Well-known for her previous tour de force, What Will People Say?, readers here are lured into a world that on the surface appears to be filled with promise yet shadowed by the past, as Rossouw illuminates the tensions inherent in these new times.
Juxtaposing the present with the looming future, Aliyah Adams lives with her staunchly devout Muslim family in the Bo-Kaap. She's just started a new job as a political reporter in Parliament. But as Mandela begins his second year as president, she finds his party is sidestepping the promised path to freedom and upliftment as the new economic policy being drafted does not provide for the poor.
Ali smells the scent of corruption like a cat weeding out a rotten fish and uncovers a major scandal. As she writes up stories that somehow relive the brutal past, her frind Lizo, who happens to work in Presidency, controls the information that gets through to Madiba. And in the midst of all this, Munier, yet another friend, is making her voice heard outside the gates of Parliament about taking action against Aids.
Rossouw skilfully balances Ali's work life with her complicated life at home. Her mother, after losing her husband, immerses herself in religion; Ali's friend Sumaya is getting married and there's an intense pressure for her to also tie the knot and get pregnant.
In all of this, tolerance is in in short supply for alternative lifestyles in this close-knit community.
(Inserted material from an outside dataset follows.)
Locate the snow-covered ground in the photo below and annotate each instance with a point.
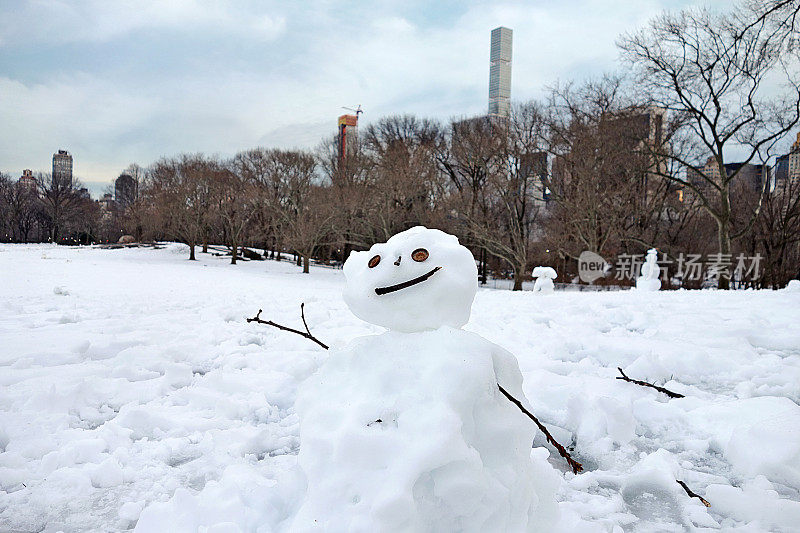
(131, 388)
Against this already convoluted background the Rugby World Cup starts and tourists, drawn to the colourful Bo-Kaap like a magnet, pour up the slopes, discovering a hidden gem their dollars can afford.
Rossouw is a mistress of story-telling and narrative and relates this compelling and descriptive tale of a woman trapped between family and friends in a seemingly impenetrable mesh of politics and traditional culture.
It's a stunning new novel filled with both pathos and warmth, as we are taken on a journey filled with a fascinating cast of characters, each so ravishingly described along with the evocatively described scenes of Cape Town that you may just be swept away.